Jérôme du Boucher, responsable aviation à T&E France, explique : « L'aviation dispose d'un moyen simple et peu coûteux de réduire son impact sur le climat. En identifiant les avions qui provoquent des traînées de condensation et en modifiant légèrement leurs trajectoires, nous pouvons agir immédiatement sur le réchauffement que ces traînées génèrent. La question n'est plus de savoir s'il faut le faire, mais comment il faut le faire ».
Empêcher la formation des traînées de condensation est une solution bon marché. En prenant une estimation prudente [2], l'étude montre que le surcoût associé à cet évitement serait d’environ 4€ par passager sur un vol Paris-New York. Ce prix tient compte du carburant supplémentaire et de toutes les technologies nécessaires pour éviter les traînées de condensation (capteurs d'humidité, satellites, etc.). Cette solution est au moins 15 fois moins chère - par tonne de CO2 évitée - que d'autres solutions climatiques telles que le captage et le stockage du carbone (CCS). L'évitement des traînées de condensation est également une solution qui pourrait être déployée à grande échelle au cours de la prochaine décennie, à condition que des mesures décisives soient prises.
L’opportunité de la décennie
Plusieurs compagnies aériennes, des start-ups et d'autres acteurs mettent déjà en pratique l'évitement des traînées de condensation. En 2023, un essai a eu lieu sur 70 vols. Il a permis de réduire la formation de traînées de 54 %, avec une surconsommation de carburant estimée à 2 %. Pour s'assurer que la solution soit déployée à grande échelle, T&E recommande de mesurer les traînées de condensation sur tous les vols au départ et à l'arrivée de l'UE à partir de 2027. Les régulateurs doivent aussi adapter l'espace aérien européen pour tenir compte de cette avancée. Enfin, l'UE devrait donner la priorité au financement de la recherche sur l'évitement des traînées de condensation et offrir des incitations aux compagnies aériennes et aux fabricants précurseurs, jusqu'à ce que ces technologies deviennent la norme.
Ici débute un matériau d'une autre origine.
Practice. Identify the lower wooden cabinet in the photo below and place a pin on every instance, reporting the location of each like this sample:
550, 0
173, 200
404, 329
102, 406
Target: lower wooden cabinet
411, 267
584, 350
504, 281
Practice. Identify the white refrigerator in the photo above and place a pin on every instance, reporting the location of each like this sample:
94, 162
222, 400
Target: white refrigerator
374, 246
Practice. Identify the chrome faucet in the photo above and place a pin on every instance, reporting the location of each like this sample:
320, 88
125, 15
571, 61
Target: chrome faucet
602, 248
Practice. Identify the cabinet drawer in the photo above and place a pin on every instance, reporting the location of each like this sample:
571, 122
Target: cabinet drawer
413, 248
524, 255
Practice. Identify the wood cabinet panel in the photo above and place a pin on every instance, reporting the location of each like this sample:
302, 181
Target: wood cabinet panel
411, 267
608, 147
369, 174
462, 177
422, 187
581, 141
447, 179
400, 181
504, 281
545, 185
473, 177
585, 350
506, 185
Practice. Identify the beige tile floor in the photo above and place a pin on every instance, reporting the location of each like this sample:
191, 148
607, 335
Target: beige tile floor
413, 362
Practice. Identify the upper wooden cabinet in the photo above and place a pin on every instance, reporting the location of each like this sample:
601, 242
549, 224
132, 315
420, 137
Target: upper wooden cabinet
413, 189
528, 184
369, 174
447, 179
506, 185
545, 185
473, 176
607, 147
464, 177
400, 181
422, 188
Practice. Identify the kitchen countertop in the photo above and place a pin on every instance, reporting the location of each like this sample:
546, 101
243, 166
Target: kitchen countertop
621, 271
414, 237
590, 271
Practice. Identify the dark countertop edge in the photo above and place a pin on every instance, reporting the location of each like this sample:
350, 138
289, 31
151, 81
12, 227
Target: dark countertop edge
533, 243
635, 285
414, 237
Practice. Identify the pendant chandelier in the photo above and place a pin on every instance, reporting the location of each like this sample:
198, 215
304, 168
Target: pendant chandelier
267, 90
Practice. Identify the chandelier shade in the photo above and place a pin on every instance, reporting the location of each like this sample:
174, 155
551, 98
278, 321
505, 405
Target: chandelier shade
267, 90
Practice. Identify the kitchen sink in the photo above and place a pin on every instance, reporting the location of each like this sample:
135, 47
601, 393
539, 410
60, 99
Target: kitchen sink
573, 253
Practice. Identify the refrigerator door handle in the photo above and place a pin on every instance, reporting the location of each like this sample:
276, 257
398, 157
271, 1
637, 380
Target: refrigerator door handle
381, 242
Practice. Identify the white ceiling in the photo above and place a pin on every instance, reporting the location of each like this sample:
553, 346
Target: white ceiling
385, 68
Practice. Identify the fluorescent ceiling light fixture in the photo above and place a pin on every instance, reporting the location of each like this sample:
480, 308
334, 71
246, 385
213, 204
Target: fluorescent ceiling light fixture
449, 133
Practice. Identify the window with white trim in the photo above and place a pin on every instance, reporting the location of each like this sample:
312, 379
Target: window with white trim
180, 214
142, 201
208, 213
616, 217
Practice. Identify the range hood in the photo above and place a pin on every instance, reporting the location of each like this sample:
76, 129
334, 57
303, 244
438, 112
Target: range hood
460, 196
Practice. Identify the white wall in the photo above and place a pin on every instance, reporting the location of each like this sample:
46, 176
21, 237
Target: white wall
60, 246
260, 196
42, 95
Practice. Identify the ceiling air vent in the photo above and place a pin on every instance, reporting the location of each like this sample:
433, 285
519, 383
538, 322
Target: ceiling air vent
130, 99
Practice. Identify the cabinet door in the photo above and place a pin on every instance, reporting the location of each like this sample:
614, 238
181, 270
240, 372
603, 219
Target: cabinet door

« Très peu de solutions climatiques peuvent être mises en œuvre aussi rapidement, à un coût aussi faible et avec un impact minime sur l'industrie et les consommateurs. Il faut avancer rapidement sur l’évitement des traînées de condensation ; les décideurs politiques et le secteur de l'aviation doivent y travailler main dans la main. Il faut agir maintenant pour que, dans dix ans, notre ciel soit débarrassé des traînées de condensation et de leur effet réchauffant. C'est l'opportunité climatique de la décennie », conclut Jérôme du Boucher.
Les effets de l'aviation autres que le CO2, tels que les oxydes d'azote et les traînées de condensation, réchauffent la planète au moins autant que le CO2 produit par l'aviation. Les traînées de condensation, créées par les avions volant dans l'air froid et humide, sont le plus important des effets dits “non-CO2” de l'aviation. La plupart des traînées de condensation se dissolvent en quelques minutes, mais dans certaines conditions, elles peuvent persister dans l'atmosphère, s'étendre et devenir des cirrus artificiels ayant un effet de réchauffement net. En 2018, une étude a estimé que le forçage radiatif effectif des traînées de condensation était plus important que le forçage radiatif effectif du CO2 historique émis par le secteur depuis 1940.
Notes aux éditeurs
[1] Certaines études montrent même que le bénéfice serait plus de 100 fois supérieur.
[2] Le surcoût s’appliquerait à tous les appareils, qu’ils soient responsables ou non de la formation de traînées de condensation.